Anyway, good old Sami, at the precious age of 13 was taken in by The Revolution Will Not be Televised (sorry, make that utterly taken in). He writes:

For someone who had grown up in Britain during the Blair years, where there was an overwhelming centrist consensus among the parties, the strength of Hugo Chávez's socialist conviction was appealing.

Right, so living in a properly functioning democratic republic where property rights are respected and the rule of law is taken as a given, he found appealing a murderous, thug dictator. Because Britain just isn't socialist enough, I guess.

But every fairy tale has it's monster and junior seemed to realize this: "I was, however, blind to the creeping authoritarianism of the Venezuelan government."

No kidding.

But then he writes this:

Even now, however, I cannot completely shake off my fondness for him, nor have I lost the instinct to defend him – once you have invested that much hope in one person it is extraordinarily difficult to let it go. I hate to think that one of the first articles I have written is against el Presidente, agreeing with some neocons whom I despise.

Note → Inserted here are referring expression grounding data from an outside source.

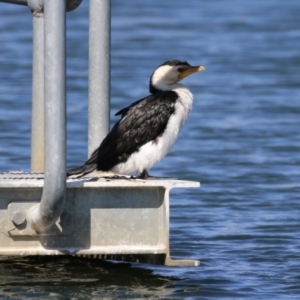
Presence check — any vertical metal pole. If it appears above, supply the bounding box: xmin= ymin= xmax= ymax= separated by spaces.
xmin=31 ymin=10 xmax=44 ymax=172
xmin=29 ymin=0 xmax=66 ymax=232
xmin=88 ymin=0 xmax=111 ymax=156
xmin=0 ymin=0 xmax=27 ymax=5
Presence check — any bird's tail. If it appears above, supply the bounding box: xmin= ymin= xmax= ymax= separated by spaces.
xmin=67 ymin=147 xmax=100 ymax=177
xmin=67 ymin=163 xmax=97 ymax=177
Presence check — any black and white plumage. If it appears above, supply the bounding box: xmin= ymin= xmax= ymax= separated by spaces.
xmin=67 ymin=60 xmax=205 ymax=179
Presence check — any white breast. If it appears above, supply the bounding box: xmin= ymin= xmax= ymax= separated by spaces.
xmin=111 ymin=86 xmax=193 ymax=175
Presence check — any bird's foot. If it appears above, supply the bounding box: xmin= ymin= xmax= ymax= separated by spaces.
xmin=138 ymin=170 xmax=151 ymax=179
xmin=136 ymin=170 xmax=177 ymax=180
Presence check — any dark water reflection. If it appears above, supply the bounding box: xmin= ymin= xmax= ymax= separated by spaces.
xmin=0 ymin=257 xmax=176 ymax=299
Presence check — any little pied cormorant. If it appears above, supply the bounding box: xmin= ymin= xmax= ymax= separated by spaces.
xmin=67 ymin=60 xmax=205 ymax=179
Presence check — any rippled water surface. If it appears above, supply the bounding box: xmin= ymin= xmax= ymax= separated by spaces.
xmin=1 ymin=0 xmax=300 ymax=299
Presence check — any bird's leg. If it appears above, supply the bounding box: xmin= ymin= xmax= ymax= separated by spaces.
xmin=139 ymin=170 xmax=150 ymax=179
xmin=137 ymin=170 xmax=176 ymax=180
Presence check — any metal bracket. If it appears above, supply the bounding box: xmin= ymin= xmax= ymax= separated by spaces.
xmin=165 ymin=255 xmax=200 ymax=267
xmin=7 ymin=202 xmax=73 ymax=237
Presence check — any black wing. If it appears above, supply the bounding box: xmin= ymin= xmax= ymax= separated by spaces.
xmin=68 ymin=91 xmax=178 ymax=175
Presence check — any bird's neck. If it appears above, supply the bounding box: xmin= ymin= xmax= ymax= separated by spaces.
xmin=173 ymin=85 xmax=194 ymax=112
xmin=150 ymin=81 xmax=194 ymax=115
xmin=149 ymin=82 xmax=185 ymax=94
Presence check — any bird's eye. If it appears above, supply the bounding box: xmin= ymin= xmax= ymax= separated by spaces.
xmin=178 ymin=68 xmax=183 ymax=72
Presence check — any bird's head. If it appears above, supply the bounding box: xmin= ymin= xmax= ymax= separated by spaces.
xmin=149 ymin=60 xmax=205 ymax=93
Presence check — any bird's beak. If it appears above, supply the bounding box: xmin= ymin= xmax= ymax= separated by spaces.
xmin=178 ymin=65 xmax=205 ymax=79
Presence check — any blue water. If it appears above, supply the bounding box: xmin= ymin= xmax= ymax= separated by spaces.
xmin=1 ymin=0 xmax=300 ymax=299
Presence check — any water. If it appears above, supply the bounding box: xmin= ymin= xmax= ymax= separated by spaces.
xmin=1 ymin=0 xmax=300 ymax=299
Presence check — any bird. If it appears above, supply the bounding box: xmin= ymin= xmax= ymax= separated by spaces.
xmin=67 ymin=60 xmax=205 ymax=179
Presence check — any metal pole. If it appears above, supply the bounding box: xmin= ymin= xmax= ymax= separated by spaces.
xmin=31 ymin=9 xmax=44 ymax=172
xmin=88 ymin=0 xmax=111 ymax=156
xmin=0 ymin=0 xmax=27 ymax=5
xmin=29 ymin=0 xmax=66 ymax=232
xmin=29 ymin=0 xmax=82 ymax=171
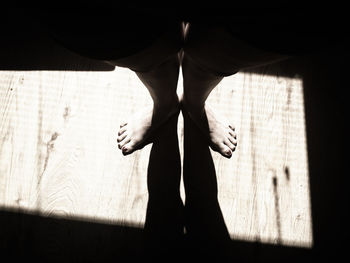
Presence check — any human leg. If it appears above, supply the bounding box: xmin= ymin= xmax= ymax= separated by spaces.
xmin=182 ymin=23 xmax=288 ymax=158
xmin=43 ymin=9 xmax=184 ymax=155
xmin=107 ymin=22 xmax=183 ymax=155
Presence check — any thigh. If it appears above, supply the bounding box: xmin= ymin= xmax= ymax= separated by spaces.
xmin=109 ymin=19 xmax=183 ymax=72
xmin=183 ymin=22 xmax=289 ymax=76
xmin=41 ymin=8 xmax=183 ymax=61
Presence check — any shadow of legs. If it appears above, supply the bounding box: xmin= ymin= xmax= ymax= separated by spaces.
xmin=144 ymin=112 xmax=184 ymax=256
xmin=144 ymin=108 xmax=231 ymax=259
xmin=182 ymin=109 xmax=231 ymax=259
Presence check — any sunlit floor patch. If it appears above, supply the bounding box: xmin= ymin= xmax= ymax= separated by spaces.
xmin=0 ymin=68 xmax=312 ymax=248
xmin=207 ymin=73 xmax=312 ymax=248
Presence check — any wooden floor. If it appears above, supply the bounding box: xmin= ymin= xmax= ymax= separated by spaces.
xmin=0 ymin=55 xmax=312 ymax=249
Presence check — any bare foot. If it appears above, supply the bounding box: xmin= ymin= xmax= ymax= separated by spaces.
xmin=182 ymin=97 xmax=237 ymax=158
xmin=117 ymin=96 xmax=180 ymax=155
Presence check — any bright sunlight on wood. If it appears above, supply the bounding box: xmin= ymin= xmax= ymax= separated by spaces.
xmin=0 ymin=66 xmax=312 ymax=248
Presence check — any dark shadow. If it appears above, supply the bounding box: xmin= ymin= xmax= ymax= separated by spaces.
xmin=181 ymin=109 xmax=231 ymax=260
xmin=0 ymin=209 xmax=313 ymax=263
xmin=143 ymin=111 xmax=185 ymax=259
xmin=145 ymin=107 xmax=233 ymax=260
xmin=299 ymin=42 xmax=348 ymax=262
xmin=0 ymin=9 xmax=114 ymax=71
xmin=0 ymin=209 xmax=144 ymax=263
xmin=241 ymin=35 xmax=350 ymax=78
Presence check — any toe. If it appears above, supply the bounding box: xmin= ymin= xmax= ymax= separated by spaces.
xmin=228 ymin=129 xmax=237 ymax=139
xmin=224 ymin=139 xmax=236 ymax=152
xmin=219 ymin=143 xmax=232 ymax=158
xmin=118 ymin=126 xmax=127 ymax=136
xmin=228 ymin=134 xmax=237 ymax=146
xmin=120 ymin=122 xmax=127 ymax=128
xmin=117 ymin=133 xmax=127 ymax=143
xmin=229 ymin=124 xmax=235 ymax=131
xmin=122 ymin=141 xmax=136 ymax=155
xmin=118 ymin=136 xmax=130 ymax=149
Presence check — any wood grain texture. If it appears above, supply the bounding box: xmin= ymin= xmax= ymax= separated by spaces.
xmin=207 ymin=69 xmax=311 ymax=247
xmin=0 ymin=64 xmax=312 ymax=247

I guess neocons can here be defined as "those whom Sami Kent despises," because there is no context, no parameters, no examples. Or perhaps, "those who have the temerity to disagree with international relations and political history expert, Sami Kent."

Later he uses the word "bourgeois" in a sentence. Context doesn't matter, because I've come to the conclusion that anyone who uses the word "bourgeois" and isn't being ironic or making a joke pretty much lays down the gauntlet and is impossible to take seriously. Especially when the writer is 19; when the writer has been lucky enough to live in one of the greatest societies in the history of mankind; when the writer doesn't have the slightest idea of what the man who's principles he will always respect if not his politics has done to millions of people.

As I get older I find it increasingly difficult to take young people (or socialists) seriously. This article is a good example of why. If you don't know what you're talking about, don't say anything.